PAR Class 7, Mon 2019-02-04

W Randolph Franklin, RPI

2019-02-04 00:00

Source

Table of contents::

1 OpenMP lessons
2 Types of memory allocation
3 Optional Homework - bring your answers and discuss next week
4 NVidia device architecture, start of CUDA

1 OpenMP lessons

What you should have learned from the OpenMP lectures:

How to use a well-designed and widely used API that is useful on almost all current CPUs.
Shared memory: the most common parallel architecture.
How to structure a program to be parallelizable.
Issues in parallel programs, like nondeterminism, race conditions, critical regions, etc.

2 Types of memory allocation

Here's a brief overview of my understanding of the various places that you can assign memory in a program.

Static. Define a fixed-size array global array. The variable is constructed at compile time, so accesses might perhaps be faster. Global vars with non default initial values increase the executable file size. If they're large enough, you need to use the compiler option -mcmodel=medium or -mcmodel=large. I don't know the effect on the program's size or speed.
Stack. Define local arrays, that are created and freed as the routine is entered and exited. Their addresses relative to the base of this call frame may be constant. The default stack size is 8MB. You can increase this with the command ulimit or in the program as shown in stacksize.cc. I believe that in OpenMP, the max stacksize may be allocated when each thread is created. Then, a really big stackssize might have a penalty.
Heap. You use new and destroy. Variables are constructed whenever you want. The more objects on the heap, the more time that each new or destroy takes. If you have lots of objects consider using placement new or creating an array of them.

I like to use static, then stack, and heap only when necessary.

Google's allocator is noticeably better than the default one.
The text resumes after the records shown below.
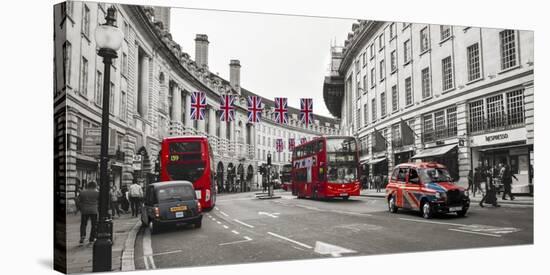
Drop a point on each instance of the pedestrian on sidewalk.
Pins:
(88, 200)
(506, 177)
(115, 194)
(135, 193)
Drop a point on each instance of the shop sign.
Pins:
(499, 137)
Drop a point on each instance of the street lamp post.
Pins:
(108, 39)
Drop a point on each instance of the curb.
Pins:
(127, 259)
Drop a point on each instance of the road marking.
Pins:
(473, 232)
(245, 224)
(167, 252)
(247, 239)
(148, 250)
(290, 240)
(335, 251)
(273, 215)
(442, 223)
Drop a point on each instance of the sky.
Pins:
(280, 55)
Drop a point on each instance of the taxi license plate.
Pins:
(178, 208)
(456, 208)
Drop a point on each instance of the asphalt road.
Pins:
(243, 229)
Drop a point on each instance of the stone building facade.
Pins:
(151, 83)
(466, 92)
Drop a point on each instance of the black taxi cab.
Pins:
(170, 203)
(427, 187)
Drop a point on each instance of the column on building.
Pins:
(464, 153)
(144, 84)
(70, 157)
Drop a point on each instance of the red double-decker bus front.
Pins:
(326, 167)
(189, 158)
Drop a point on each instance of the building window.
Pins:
(365, 114)
(408, 92)
(407, 51)
(84, 77)
(86, 21)
(383, 104)
(445, 32)
(67, 61)
(373, 108)
(98, 97)
(372, 77)
(126, 30)
(508, 49)
(426, 87)
(495, 111)
(124, 64)
(371, 51)
(474, 65)
(394, 98)
(393, 61)
(112, 99)
(515, 107)
(447, 73)
(123, 105)
(365, 84)
(393, 31)
(424, 40)
(382, 70)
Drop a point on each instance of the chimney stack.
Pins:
(235, 75)
(201, 50)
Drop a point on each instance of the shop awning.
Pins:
(375, 161)
(434, 152)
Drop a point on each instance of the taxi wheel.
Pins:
(427, 210)
(391, 205)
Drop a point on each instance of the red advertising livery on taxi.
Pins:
(326, 167)
(427, 187)
(189, 158)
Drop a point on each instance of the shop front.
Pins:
(506, 147)
(446, 155)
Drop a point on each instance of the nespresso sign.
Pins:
(499, 137)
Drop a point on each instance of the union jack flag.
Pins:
(254, 109)
(227, 107)
(291, 144)
(198, 105)
(279, 145)
(306, 109)
(281, 110)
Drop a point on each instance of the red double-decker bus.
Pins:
(326, 167)
(190, 158)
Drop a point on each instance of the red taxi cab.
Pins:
(427, 187)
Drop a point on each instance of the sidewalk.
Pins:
(518, 200)
(79, 256)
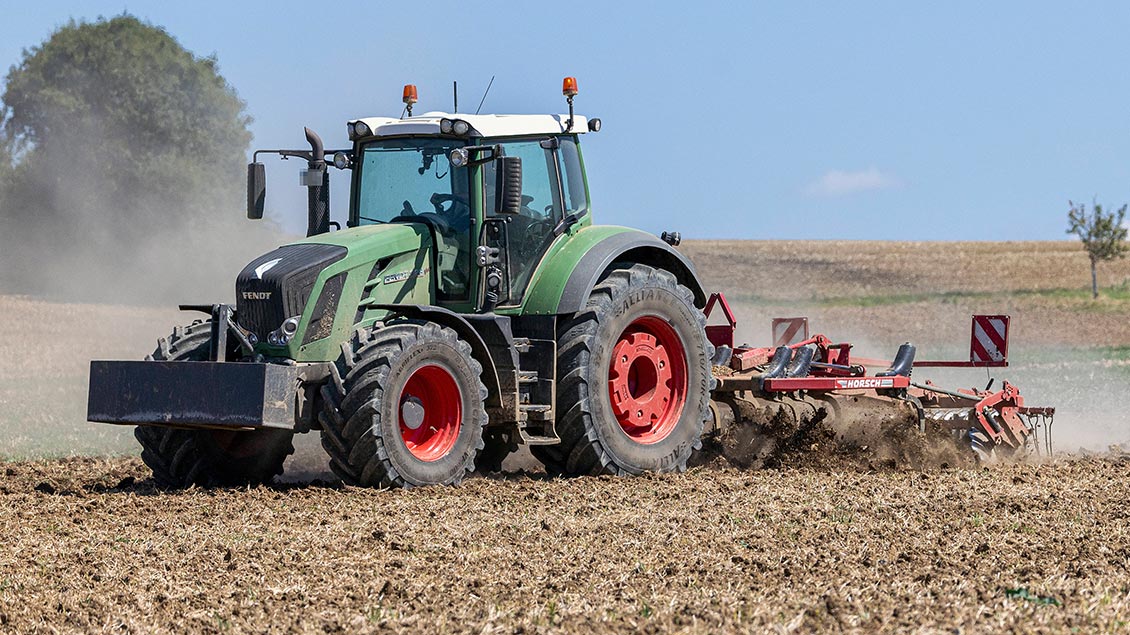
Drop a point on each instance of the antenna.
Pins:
(485, 95)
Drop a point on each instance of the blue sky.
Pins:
(788, 120)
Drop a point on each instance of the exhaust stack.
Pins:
(316, 180)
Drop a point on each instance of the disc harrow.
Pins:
(814, 377)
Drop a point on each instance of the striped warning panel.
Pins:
(789, 330)
(989, 339)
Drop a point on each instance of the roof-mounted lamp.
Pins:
(568, 88)
(409, 97)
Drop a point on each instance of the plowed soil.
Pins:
(90, 547)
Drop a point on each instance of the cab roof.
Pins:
(481, 124)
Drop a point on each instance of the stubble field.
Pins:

To use it, link your programs with -ltcmalloc. You can often use it on an existing executable foo thus:

LD_PRELOAD="/usr/lib/libtcmalloc.so" foo

I found it to save 15% to 30% in time.

Another memory concern is speed. Parallel has a NUMA (Non Uniform Memory Architecture). It has two 14-core Xeons. Each core has 128GB of main memory. Although all 256GB are in a common address space, accessing memory on same core as the thread is running on is faster.

The following is what I think based on some research, but may be wrong: A 4KB page of memory is assigned to a specific core when it is first written (not when it is reserved). So, each page of a large array may be on a different core. This can be used to optimize things. This gets more fun with 8-processor systems.

All that is separate from cache issues.

You can also assign your OpenMP threads to specific cores. This affects speed in ways I don't understand. The issues are resource sharing vs conflicts.

3 Optional Homework - bring your answers and discuss next week

Write a program to multiply two 100x100 matrices. Do it the conventional way, not using anything fancy like Schonhage-Strassen. Now, see how much improvement you can get with OpenMP. Measure only the elapsed time for the multiplication, not for the matrix initialization.

Report these execution times.
1. W/o openmp enabled (Don't use -fopenmp. Comment out the pragmas.)
2. With openmp, using only 1 thread.
3. Using 2, 4, 8, 16, 32, 64 threads.
Write programs to test the effect of the reduction pragma:
1. Create an array of 1,000,000,000 floats and fill it with pseudorandom numbers from 0 to 1.
2. Do the following tests with 1, 2, 4, 8, 16, and 32 threads.
Programs to write and test:
1. Sum it with a simple for loop. This will give a wrong answer with more than 1 thread, but is fast.
2. Sum it with the subtotal variable protected with a atomic pragma.
3. Sum it with the subtotal variable protected with a critical pragma.
4. Sum it with a reduction loop.
Devise a test program to estimate the time to execute a task pragma. You might start with use taskfib.cc.
Sometime parallelizing a program can increase its elapsed time. Try to create such an example, with 2 threads being slower than 1.

4 NVidia device architecture, start of CUDA

The above shared memory model hits a wall; CUDA handles the other side of the wall.
See Stanford's parallel course notes, which they've made freely available. (Thanks.)
1. They are very well done.
2. They are obsolete in some places, which I'll mention.
3. However, a lot of newer CUDA material is also obsolete.
4. Nevertheless, the principles are still mostly valid.